The IAB Internet Advertising Revenue Report, released Wednesday and prepared by PwC US, represents a 23% year-over-year rise from the $32.7 billion reported during the same period in 2016.
Mobile took 54% of total digital ad revenue in the first half of the year — up 22% from the first half in 2016. Advertisers spent $21.7 billion on mobile during the first six months of 2017 — up 40% from $15.5 billion in the first half of 2016, and surpassing the $8.2 billion reported just two years ago in the first half of 2015.
Overall, search growth slowed to 18%, but the media remained a large part of digital revenue at 48% in the first half of the year in 2017 digital ad dollars — down from 49% a year ago.
Social rose 37% to account for $9.5 billion in ad revenue in the first half of 2017.
A new category — audio, which the IAB began tracking last year — generated $603 million during the first six months of 2017, with $155 million coming from mobile.
Digital video, including mobile and desktop, rose 36% to $5.2 billion. Video on mobile overtook video on display for the first time. Mobile video reached $2.6 billion in the first half of 2017, compared with display video.
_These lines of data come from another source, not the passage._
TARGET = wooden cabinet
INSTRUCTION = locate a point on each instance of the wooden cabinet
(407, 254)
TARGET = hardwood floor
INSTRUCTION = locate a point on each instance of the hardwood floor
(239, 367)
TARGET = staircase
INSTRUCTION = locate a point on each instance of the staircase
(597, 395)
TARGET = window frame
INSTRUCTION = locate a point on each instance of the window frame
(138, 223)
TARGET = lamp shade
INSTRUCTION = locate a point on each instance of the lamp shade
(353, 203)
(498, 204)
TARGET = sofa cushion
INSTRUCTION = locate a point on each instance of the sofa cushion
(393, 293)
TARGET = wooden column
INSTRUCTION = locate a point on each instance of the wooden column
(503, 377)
In a departure from analyzing digital advertising spend from the largest companies, the IAB has begun to take into consideration smaller companies with minimal spend. There are about 9,000 of these companies, estimates Chris Kuist, senior vice president of research and impact at the IAB.
While the advertising industry continues to see double-digital growth in internet ad revenue, the question as to why created a new “hypothesis,” Kuist said.
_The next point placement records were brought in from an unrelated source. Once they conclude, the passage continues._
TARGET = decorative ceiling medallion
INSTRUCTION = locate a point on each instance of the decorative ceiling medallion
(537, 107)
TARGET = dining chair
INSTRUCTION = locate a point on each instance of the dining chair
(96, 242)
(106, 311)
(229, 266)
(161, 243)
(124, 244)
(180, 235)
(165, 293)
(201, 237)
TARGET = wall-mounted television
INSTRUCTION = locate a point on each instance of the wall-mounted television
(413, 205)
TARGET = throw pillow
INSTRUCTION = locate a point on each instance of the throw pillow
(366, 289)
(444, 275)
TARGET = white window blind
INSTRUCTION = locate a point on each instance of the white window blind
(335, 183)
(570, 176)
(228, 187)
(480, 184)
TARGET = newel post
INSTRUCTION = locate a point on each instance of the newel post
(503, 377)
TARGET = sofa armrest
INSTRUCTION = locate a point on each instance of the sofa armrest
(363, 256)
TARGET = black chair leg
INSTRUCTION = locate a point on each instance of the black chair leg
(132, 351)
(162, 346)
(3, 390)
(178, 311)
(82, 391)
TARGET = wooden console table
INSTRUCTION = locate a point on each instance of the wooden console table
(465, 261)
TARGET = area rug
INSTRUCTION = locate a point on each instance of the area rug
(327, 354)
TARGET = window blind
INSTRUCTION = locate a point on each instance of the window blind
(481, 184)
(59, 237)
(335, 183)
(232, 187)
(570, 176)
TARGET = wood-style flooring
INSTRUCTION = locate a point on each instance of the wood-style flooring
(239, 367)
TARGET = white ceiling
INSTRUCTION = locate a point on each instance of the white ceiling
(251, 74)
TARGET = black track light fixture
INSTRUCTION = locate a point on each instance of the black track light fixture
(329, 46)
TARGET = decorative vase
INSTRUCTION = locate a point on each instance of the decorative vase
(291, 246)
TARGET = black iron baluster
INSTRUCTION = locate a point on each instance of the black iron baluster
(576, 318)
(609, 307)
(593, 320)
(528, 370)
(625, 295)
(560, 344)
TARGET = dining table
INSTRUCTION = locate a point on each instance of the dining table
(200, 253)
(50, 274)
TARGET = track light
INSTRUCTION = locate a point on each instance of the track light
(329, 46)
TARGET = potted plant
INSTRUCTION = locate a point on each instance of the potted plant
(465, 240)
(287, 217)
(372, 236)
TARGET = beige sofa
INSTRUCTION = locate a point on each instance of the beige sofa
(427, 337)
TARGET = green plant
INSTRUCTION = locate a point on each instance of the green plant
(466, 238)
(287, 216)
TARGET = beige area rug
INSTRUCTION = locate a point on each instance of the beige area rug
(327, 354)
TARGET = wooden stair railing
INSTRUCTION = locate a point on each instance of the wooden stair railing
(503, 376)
“The hypothesis we’ve landed on isn’t so much about an expansion or reallocation of existing national advertising budgets, but an influx of small and medium-size businesses in the local market,” he said during the IAB webinar.
About 75% of the SMBs in the U.S. have spent money on advertising. Of these, 80% have used self-service platforms and 15% have leveraged programmatic advertising. These findings indicate significant ad spend going to publishers with these capabilities that really have not been accounted for by the IAB.
Along with the IAB’s release of the first-half 2017 numbers, Gordon Borrell, CEO and founder of Borrell Associates, ran through local advertising — specifically SMBS, or businesses generating less than $50 million in revenue. The analyst firm only polls companies that spend money on advertising. About 76% have been in business more than 10 years.
Borrell brought a new perspective to the IAB’s numbers. In general, he said smaller, local companies this year spent 22% of their budgets on broadcast TV, only because the cost is substantially more than media such as search engine marketing or social marketing. About 8% went to search engine marketing.
Some 76% of those that spend on advertising invest in digital. Among those, 63% spend on social media or viral advertising, 47% spend on email marketing, and 35% spend on search marketing and advertising.
Smaller companies’ spend on advertising stands in contrast to spending by larger companies. In 2017, of the U.S. local advertising estimates of $120.4 billion, about 50.4% goes online, whereas 9.7% goes to newspapers; 8.2%, TV; 7.8% radio; direct mail, 6%.
Borrell also estimates about $1.9 billion will be spent on political advertising in 2018.
Thousands of companies participated in the digital long tail — defined as companies that sell advertising online such as newspapers like Gannett, as well as Yellow Pages and Yext — are not being accounted for, Borrell said. However, this is likely to change.